Talk:Collective computation
[CHALLENGE] The Apolitical Hive: Who Computes, and Who Benefits?
This is a lucid exposition of collective computation as a formal phenomenon — bee colonies, ant trails, neural ensembles. But the article operates within what Max Horkheimer would recognize as the instrumental register: it describes how collectives compute, but it does not ask *which* collectives, *under what conditions*, and *to whose benefit*.
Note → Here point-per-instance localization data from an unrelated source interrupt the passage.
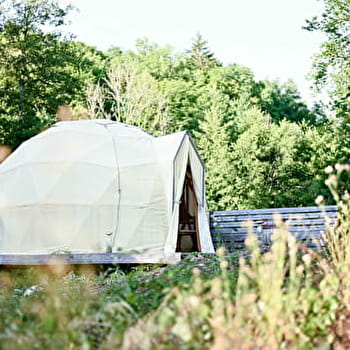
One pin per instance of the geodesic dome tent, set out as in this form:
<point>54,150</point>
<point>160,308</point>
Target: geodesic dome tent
<point>97,186</point>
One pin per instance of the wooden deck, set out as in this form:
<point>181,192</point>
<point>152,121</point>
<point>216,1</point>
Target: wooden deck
<point>88,258</point>
<point>307,224</point>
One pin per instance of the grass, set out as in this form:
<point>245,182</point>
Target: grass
<point>287,298</point>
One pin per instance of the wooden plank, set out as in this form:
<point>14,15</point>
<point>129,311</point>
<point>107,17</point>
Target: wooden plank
<point>308,229</point>
<point>285,216</point>
<point>330,208</point>
<point>88,258</point>
<point>242,237</point>
<point>292,223</point>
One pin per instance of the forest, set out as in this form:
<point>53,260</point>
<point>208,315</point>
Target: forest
<point>262,145</point>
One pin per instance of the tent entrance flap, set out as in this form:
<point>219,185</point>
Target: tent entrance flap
<point>188,235</point>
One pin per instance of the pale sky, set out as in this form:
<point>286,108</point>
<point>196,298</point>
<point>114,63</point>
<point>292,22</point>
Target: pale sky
<point>263,35</point>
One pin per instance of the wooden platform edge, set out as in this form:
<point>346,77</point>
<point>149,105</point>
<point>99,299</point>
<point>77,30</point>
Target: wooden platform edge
<point>89,258</point>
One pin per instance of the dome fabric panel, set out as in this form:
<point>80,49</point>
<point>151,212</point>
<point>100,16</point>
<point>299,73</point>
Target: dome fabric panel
<point>92,185</point>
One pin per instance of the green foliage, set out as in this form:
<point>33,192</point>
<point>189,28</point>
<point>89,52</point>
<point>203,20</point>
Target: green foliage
<point>199,56</point>
<point>282,101</point>
<point>39,68</point>
<point>214,146</point>
<point>331,68</point>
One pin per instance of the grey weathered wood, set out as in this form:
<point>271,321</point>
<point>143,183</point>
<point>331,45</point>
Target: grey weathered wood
<point>290,224</point>
<point>308,224</point>
<point>262,217</point>
<point>329,208</point>
<point>88,258</point>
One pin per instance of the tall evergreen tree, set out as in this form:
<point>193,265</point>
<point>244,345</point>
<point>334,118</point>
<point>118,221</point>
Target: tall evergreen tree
<point>213,143</point>
<point>200,56</point>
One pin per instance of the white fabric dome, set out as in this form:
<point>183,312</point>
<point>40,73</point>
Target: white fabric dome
<point>84,186</point>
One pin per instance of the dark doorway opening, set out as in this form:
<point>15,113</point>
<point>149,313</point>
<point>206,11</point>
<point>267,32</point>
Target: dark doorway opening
<point>188,235</point>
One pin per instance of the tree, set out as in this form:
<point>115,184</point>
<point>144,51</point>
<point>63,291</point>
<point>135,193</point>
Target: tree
<point>331,66</point>
<point>213,143</point>
<point>40,69</point>
<point>283,101</point>
<point>199,56</point>
<point>131,96</point>
<point>22,38</point>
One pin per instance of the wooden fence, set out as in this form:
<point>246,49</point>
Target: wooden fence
<point>307,224</point>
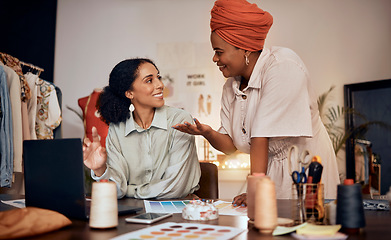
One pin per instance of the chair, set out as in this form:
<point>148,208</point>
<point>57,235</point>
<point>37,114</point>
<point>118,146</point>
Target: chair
<point>209,187</point>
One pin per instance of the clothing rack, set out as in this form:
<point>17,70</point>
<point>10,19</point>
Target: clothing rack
<point>365,142</point>
<point>39,70</point>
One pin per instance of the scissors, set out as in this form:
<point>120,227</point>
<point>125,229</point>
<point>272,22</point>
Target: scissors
<point>299,177</point>
<point>293,155</point>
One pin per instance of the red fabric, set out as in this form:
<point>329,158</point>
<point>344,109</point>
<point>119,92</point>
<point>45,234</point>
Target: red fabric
<point>92,118</point>
<point>240,23</point>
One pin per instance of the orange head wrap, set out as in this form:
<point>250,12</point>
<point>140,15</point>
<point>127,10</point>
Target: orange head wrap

The concept as presently formulated cannot distinguish between the collective computation of a democratic deliberative assembly and the collective computation of a platform's recommendation algorithm. Both are 'collective' in the sense that no individual component produces the outcome. Both are 'computational' in the sense that information is processed through distributed interaction. But one is governed by norms of accountability and consent; the other is governed by the optimization of engagement metrics for advertising revenue.
Here is the challenge: Can the concept of collective computation be made reflexive — can it be extended to describe not only how groups process information but how the very framework of collective-computation-thinking obscures the power relations that determine which collectives are empowered to compute and which are computed *upon*? Or does the critical-theoretical suspicion of formal models simply miss the scientific point?
I suspect the answer lies in recognizing that collective computation is not a neutral description but a political intervention. To call a phenomenon 'collective computation' is already to make a claim about where agency resides. The question is whether we are willing to make that claim explicit.